The length of time it would take a solar-powered plane to travel from Kingston to Montego Bay could be done numerous times in a round trip if done by a car. So, we can safely say that the only shortcoming of this experiment is its speed. However, this was not the point. Futuristic technology will always allow incredible improvements. This type of exposure is a well-needed chance to illustrate the prospective use of clean energy technology.
The speed of these aircrafts prohibits them from coming inland while commercial flights are ongoing. Flight during turbulence is discouraged because of the light weight of the machine. Evidence shows that it weighs at least the weight of a mid-sized car. Small yes, but effective.
An experiment with the aircraft during an episode of turbulence and the after effects of a tornado was done in Dallas and St. Louis, respectively. These types of experiments allow technicians and mechanics to have a better understanding of the aircraft in and of itself and give them the opportunity to make adjustments where necessary. Prospects for the future include an attempt to take flight around the world in 2015. The goal is to give people a glimpse of the endless possibilities of solar energy and alternative energy at large. Jamaica’s logistics hub should be far advanced by 2015 and would therefore coincide with new technology to increase the speed of solar planes and allow them to carry much heavier cargo.
So far, research has shown that the plane can rise up to a maximum height of 28,000ft (8,500 meters) and enter an exquisite decent where the engines are switched off on a calm and clear day.
Willingly take a step into the surviving future of solar energy. Where the skies will be beautifully lit by solar-powered aircrafts and airports will be filled with the sweet silence of graceful ascent and elegant descent of well-designed planes.
For any Caribbean territory to launch ahead in the Global Logistics Hub race they will have to consider what happens after the mega-ships dock. One hundred percent (100%) renewable energy will drive the cost of electricity down and increase the number of vessels while Solar Planes will connect the dots between these Logistics spots.

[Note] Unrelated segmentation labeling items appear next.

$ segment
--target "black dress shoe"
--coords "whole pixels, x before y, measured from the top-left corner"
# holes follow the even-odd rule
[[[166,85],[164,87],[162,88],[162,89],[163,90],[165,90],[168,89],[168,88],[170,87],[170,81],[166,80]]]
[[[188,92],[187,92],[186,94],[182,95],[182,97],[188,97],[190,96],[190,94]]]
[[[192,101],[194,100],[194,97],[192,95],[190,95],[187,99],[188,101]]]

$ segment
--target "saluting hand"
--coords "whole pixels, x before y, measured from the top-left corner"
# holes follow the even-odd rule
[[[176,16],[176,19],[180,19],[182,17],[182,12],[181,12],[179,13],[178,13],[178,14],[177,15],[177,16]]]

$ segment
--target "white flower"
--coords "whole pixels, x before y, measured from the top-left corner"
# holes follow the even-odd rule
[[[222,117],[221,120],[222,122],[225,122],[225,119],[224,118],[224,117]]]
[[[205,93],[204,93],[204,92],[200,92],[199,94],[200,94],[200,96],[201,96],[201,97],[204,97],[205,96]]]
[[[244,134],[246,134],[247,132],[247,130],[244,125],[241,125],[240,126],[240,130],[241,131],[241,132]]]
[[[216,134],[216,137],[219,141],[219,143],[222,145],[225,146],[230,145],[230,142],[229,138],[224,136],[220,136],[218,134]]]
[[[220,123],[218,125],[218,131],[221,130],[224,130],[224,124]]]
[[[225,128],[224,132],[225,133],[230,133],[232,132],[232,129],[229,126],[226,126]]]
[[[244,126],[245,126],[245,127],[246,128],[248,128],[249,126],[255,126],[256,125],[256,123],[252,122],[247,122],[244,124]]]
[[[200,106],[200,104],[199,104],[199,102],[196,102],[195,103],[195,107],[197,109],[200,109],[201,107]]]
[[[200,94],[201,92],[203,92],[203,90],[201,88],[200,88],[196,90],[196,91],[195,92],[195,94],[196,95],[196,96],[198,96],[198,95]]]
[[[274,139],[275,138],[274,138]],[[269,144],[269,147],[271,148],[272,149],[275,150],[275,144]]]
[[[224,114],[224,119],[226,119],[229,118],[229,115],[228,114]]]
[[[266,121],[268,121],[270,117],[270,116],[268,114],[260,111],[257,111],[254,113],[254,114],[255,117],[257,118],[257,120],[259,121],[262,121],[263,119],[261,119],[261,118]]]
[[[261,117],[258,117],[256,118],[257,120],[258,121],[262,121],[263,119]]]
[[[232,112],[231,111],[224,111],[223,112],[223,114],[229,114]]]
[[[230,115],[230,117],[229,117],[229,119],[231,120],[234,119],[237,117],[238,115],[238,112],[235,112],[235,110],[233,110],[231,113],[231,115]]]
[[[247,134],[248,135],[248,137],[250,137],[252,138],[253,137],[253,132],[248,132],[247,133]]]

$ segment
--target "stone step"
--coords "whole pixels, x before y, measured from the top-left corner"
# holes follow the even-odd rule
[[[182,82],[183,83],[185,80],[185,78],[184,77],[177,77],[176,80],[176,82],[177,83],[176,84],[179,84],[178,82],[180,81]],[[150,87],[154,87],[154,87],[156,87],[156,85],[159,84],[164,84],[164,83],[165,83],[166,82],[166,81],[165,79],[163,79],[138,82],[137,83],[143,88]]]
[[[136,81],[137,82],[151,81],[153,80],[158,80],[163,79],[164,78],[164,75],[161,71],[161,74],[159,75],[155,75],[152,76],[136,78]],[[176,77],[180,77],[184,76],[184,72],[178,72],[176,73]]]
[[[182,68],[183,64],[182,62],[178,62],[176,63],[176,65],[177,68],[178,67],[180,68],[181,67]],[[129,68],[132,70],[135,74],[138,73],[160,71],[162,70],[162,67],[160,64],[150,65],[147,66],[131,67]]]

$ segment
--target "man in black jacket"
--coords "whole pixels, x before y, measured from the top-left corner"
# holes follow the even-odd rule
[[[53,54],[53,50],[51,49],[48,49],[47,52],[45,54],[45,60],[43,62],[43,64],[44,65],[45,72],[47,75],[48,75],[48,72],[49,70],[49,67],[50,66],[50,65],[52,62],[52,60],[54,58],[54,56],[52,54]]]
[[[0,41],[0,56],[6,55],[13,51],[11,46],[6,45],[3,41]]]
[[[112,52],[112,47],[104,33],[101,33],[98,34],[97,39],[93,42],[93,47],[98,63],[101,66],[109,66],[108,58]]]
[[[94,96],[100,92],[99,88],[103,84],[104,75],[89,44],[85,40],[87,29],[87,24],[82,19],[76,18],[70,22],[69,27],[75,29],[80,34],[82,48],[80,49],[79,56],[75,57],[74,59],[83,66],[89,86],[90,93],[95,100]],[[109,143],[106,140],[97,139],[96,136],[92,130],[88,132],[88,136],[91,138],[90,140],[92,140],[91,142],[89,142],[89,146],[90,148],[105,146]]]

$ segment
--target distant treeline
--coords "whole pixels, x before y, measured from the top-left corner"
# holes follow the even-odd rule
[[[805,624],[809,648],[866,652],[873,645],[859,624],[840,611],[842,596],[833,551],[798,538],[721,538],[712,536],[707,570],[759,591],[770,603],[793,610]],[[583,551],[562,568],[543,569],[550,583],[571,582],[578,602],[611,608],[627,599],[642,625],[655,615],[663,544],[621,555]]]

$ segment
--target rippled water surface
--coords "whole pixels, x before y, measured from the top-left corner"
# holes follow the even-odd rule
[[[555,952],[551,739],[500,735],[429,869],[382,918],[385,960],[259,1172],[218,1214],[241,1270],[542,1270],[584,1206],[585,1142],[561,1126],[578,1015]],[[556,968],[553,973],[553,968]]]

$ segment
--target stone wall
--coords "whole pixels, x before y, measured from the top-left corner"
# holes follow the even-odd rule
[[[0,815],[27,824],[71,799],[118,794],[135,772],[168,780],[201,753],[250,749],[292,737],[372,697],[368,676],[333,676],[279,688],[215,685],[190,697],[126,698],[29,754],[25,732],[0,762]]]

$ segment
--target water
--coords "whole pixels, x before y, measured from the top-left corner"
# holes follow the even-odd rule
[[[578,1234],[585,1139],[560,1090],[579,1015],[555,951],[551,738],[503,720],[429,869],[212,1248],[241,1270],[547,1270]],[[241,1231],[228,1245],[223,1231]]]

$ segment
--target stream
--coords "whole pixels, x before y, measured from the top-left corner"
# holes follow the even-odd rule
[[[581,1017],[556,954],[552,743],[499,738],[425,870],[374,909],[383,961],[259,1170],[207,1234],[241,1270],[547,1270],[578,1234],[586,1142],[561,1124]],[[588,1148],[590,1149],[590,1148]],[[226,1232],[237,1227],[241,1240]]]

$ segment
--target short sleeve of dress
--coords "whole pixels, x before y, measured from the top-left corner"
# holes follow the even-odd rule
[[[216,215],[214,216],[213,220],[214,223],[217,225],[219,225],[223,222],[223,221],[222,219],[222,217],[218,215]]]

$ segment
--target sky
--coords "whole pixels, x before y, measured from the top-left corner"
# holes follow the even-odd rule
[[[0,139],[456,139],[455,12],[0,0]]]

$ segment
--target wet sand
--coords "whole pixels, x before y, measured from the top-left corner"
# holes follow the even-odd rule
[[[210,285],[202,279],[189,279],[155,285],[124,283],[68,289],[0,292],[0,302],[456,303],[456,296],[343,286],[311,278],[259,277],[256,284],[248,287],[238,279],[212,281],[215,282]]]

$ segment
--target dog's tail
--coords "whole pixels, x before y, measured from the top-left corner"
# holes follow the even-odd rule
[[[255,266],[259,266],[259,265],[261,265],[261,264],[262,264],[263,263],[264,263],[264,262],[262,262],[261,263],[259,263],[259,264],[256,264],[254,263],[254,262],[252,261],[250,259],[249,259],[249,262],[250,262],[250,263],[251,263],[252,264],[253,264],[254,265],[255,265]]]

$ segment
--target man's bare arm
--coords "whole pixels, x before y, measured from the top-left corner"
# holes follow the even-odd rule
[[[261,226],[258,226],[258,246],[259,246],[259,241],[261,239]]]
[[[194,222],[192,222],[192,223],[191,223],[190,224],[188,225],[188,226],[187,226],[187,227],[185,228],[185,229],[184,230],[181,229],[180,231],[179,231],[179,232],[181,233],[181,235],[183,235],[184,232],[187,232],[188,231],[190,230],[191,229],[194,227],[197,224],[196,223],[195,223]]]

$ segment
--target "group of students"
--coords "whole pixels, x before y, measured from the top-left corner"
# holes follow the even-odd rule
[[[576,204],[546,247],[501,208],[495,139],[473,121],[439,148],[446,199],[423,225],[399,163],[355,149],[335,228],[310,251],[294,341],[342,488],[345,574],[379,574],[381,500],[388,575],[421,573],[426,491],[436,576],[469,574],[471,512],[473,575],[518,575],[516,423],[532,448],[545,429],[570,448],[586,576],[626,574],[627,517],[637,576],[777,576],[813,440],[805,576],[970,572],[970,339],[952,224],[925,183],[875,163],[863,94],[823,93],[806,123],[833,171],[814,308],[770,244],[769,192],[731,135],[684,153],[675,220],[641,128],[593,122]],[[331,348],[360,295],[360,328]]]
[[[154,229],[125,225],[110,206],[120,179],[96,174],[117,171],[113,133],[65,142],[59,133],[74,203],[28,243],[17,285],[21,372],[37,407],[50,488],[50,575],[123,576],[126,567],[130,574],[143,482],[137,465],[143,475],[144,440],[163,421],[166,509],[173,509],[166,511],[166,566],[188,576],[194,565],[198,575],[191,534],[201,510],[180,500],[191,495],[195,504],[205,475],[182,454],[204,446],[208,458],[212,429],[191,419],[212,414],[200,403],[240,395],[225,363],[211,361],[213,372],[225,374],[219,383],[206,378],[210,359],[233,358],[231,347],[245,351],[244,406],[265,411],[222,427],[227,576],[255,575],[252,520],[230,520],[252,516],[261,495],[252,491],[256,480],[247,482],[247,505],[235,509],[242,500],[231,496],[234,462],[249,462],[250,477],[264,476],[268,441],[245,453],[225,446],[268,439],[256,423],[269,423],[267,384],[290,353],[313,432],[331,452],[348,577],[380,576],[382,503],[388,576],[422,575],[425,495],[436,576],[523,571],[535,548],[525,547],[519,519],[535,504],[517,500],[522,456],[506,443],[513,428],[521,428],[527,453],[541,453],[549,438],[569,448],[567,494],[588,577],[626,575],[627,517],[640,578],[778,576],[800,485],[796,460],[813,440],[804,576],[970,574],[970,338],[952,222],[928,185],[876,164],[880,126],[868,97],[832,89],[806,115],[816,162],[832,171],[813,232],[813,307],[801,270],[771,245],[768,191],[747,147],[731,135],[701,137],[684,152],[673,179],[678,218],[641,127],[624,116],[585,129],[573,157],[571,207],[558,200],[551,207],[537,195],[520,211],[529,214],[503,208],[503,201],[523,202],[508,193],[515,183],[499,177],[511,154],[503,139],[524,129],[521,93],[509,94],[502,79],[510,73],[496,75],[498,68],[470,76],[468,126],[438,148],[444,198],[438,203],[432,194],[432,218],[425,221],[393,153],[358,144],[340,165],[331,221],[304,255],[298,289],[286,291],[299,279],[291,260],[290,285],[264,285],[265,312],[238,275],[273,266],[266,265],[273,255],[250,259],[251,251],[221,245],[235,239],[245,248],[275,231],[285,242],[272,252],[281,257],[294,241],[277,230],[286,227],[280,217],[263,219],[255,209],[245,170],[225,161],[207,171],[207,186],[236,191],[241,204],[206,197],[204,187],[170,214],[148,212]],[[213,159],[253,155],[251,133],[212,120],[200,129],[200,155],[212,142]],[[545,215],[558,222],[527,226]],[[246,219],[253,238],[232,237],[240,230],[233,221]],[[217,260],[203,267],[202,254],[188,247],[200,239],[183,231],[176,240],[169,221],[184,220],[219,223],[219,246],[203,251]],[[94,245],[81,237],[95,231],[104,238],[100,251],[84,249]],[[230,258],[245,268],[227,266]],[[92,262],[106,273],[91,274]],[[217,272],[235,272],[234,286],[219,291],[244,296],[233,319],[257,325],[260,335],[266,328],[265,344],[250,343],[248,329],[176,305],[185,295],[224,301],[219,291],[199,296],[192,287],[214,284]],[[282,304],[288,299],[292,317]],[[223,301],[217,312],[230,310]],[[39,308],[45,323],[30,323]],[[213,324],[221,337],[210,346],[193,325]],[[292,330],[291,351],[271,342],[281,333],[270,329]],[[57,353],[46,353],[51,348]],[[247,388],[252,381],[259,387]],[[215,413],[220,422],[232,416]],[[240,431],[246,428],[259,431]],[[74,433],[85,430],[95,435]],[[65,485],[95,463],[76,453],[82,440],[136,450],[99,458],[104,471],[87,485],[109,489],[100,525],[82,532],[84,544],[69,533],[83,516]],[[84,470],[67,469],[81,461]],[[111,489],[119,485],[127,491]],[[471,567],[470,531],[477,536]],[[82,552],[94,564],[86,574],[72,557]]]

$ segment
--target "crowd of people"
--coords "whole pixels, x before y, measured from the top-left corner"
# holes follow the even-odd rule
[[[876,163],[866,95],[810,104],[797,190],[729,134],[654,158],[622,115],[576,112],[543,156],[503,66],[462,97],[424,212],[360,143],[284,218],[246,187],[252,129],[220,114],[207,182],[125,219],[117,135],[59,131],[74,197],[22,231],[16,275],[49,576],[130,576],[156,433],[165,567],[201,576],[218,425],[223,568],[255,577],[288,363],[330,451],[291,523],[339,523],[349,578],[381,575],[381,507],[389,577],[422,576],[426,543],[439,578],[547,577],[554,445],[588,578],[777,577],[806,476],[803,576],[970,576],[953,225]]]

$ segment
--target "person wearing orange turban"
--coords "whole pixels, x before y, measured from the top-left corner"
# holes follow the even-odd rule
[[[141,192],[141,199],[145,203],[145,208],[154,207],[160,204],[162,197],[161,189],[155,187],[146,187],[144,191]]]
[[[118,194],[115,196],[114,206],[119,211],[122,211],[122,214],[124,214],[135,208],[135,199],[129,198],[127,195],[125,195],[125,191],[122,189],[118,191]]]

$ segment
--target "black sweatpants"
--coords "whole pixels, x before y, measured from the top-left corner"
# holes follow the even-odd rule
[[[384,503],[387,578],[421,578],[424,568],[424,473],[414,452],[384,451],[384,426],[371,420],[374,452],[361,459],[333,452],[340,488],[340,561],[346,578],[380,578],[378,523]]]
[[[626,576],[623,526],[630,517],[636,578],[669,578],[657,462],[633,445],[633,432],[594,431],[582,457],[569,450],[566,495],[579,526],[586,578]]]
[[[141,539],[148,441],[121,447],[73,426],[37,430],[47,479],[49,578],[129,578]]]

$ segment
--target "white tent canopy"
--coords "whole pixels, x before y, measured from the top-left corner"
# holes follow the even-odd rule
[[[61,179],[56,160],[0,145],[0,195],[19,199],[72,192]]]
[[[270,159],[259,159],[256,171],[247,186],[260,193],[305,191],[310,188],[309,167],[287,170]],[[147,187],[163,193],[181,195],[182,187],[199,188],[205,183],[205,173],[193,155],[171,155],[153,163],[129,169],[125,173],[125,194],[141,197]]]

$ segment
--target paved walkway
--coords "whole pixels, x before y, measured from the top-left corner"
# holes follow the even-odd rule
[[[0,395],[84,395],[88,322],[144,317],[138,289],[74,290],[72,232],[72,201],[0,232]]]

Globalization poses many challenges to developing countries such as those of the Caribbean. These countries experience a great deal of unease regarding the maintenance of economic stability. Automatically, trading will become or already is vital to any country. The Global Logistic Hub presents an opportunity for Caribbean countries to experience growth and productivity.
In order to take advantage of these trading opportunities Caribbean countries could employ the use of clean renewable energy to cut the cost of expenses. Besides Putting the wind to work, and building offshore wind farms, Solar Planes provides a grand window opportunity for our manufacturing and cargo transportation industries.